Um, the ISS orbits from west to east, and there are no kinks in its trajectory.

ZeroHawk Feb 01, 2023 09:41 AM
The ISS and the Comet

um...ISS Zarya. rose in the northeast. below horizon to above. sure no kinks in trajectory, but from where we view, it has a hook as it dips below the horizon again.
don't debate, i track these as a hobby. i use an app that is extremely accurate and use a scope. been doing this for over 40 years. pretty confident i know what i saw, have seen and will continue to see, as well as the group i go out with. carry on.

ZeroHawk Feb 01, 2023 09:47 AM
The ISS and the Comet

interesting, Night pass visibility this evening, ISS Zarya Rises 08:26PM in the north. 295*/55* culmination 08:31PM sets 08:36PM 168*/02* South. Eclipsed after 08:27PM PST. Not really west to east..
this is for this evening.

macpuzl Feb 01, 2023 02:22 PM
The ISS and the Comet

This evening, the ISS comes above a theoretical flat horizon at an azimuth of 320, in the NW, at 18:50:10 (6:50 PM), and proceeds to the East, entering the Earth's shadow just after 18:55 in the NNE.

That's the bright pass tonight, and is W to E.
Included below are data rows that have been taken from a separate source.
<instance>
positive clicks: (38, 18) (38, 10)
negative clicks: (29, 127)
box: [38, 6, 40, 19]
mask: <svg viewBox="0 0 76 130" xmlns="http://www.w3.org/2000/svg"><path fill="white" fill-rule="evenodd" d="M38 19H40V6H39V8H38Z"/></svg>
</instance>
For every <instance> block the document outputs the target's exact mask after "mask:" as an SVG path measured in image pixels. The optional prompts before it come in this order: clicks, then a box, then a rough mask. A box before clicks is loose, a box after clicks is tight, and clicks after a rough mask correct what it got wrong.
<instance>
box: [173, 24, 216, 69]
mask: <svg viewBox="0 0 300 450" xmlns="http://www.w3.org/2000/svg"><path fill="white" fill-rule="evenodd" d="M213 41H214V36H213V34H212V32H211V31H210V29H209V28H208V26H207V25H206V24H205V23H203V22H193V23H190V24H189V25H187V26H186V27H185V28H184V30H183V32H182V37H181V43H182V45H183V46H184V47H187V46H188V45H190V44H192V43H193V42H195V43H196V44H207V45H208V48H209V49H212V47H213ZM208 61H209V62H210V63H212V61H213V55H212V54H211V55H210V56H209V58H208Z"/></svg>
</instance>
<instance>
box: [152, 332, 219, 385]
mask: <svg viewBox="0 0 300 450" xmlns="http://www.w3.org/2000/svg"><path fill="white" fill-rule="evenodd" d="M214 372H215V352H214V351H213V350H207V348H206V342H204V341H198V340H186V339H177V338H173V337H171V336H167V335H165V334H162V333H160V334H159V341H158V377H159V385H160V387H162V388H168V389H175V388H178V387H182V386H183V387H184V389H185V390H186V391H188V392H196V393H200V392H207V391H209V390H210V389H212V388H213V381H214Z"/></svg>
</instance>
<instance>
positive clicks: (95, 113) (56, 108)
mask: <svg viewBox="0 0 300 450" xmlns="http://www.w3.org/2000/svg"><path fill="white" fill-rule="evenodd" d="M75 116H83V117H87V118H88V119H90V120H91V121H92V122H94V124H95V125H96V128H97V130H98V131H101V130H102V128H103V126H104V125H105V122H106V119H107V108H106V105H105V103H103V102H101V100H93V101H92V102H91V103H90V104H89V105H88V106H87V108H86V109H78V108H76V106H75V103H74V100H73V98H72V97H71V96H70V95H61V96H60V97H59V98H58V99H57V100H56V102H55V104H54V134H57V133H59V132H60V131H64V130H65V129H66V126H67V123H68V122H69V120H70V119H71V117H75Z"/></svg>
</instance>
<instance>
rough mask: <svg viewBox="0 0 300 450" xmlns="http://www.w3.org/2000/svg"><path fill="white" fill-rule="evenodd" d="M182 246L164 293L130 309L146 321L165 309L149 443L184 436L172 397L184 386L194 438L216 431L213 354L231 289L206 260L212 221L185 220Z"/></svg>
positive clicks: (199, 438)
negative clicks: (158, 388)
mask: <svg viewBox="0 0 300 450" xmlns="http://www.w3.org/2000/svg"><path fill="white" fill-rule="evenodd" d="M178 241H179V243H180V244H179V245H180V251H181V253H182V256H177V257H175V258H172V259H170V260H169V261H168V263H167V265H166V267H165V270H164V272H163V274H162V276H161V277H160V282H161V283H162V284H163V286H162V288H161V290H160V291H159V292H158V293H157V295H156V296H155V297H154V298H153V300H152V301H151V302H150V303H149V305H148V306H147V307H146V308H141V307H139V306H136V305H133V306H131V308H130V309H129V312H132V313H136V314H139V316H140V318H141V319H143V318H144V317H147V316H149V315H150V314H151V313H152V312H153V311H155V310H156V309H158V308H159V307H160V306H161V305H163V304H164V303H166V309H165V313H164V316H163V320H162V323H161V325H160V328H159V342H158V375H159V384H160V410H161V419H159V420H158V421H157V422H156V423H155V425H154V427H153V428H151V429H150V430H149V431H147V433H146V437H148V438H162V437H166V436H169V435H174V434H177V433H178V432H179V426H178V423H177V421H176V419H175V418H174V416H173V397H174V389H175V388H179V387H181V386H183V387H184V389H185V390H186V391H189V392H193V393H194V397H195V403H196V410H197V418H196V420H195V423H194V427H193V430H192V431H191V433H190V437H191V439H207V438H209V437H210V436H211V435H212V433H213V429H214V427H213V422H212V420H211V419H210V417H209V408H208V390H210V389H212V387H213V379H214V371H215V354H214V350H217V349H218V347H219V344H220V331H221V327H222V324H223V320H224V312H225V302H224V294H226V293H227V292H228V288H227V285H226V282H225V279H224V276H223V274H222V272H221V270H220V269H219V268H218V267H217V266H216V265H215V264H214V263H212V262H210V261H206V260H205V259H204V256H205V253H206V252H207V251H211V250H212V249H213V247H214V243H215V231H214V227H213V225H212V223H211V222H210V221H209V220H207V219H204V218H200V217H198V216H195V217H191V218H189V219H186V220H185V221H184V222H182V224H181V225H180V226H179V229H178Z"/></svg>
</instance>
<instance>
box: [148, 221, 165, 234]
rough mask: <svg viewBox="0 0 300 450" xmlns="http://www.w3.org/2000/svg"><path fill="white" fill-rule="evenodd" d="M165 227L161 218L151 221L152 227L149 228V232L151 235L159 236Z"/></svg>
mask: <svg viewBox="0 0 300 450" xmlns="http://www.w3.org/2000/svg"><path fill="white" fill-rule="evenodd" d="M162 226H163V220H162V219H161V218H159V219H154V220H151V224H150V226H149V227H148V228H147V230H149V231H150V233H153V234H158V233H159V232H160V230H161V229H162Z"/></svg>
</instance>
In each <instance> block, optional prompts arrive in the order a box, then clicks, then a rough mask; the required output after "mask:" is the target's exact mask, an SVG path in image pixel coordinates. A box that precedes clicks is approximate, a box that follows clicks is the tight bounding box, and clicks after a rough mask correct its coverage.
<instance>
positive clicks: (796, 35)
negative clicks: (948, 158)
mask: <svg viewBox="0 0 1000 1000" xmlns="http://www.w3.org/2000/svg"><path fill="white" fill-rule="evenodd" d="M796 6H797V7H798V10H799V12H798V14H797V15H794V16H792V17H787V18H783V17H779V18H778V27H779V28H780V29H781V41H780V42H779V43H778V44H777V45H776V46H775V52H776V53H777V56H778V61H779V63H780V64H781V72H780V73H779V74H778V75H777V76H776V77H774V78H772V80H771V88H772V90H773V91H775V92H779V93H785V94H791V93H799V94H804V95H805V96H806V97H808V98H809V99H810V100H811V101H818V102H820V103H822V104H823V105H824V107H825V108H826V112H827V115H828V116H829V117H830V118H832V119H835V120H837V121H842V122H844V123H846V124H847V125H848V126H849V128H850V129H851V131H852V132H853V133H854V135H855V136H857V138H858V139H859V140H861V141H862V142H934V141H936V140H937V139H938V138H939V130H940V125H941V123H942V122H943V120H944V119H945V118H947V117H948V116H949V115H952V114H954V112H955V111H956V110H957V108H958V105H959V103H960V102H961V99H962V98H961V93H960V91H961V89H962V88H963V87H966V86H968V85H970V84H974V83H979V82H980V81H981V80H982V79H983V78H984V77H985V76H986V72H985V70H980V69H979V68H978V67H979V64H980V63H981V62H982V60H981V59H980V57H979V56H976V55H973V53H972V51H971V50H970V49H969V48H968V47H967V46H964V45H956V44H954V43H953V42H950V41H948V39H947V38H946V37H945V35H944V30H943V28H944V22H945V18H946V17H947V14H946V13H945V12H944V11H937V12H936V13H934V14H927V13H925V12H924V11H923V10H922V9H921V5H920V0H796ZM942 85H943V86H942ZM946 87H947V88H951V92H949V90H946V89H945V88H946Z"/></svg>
There's a dim pass again that you are referring to. For a flat horizon, it starts at 20:27:08 (8:27 PM) at an azimuth of 295 degrees (NW). It disappears in our shadow at a height of 3 degrees (good luck seeing anything) at 20:27:58. It sets at 20:36:46 at an azimuth of 169 degrees (SSE).

That's also W to E.

EastBeach Feb 01, 2023 12:15 AM
The ISS and the Comet

Just viewed the comet using a pair of 9X binoculars despite the city and neighbors' lights. It looked like a fuzzy patch about 15 degrees above and to the left of Polaris. Interesting to think this comet is on such a long journey. Will try for a darker location tomorrow.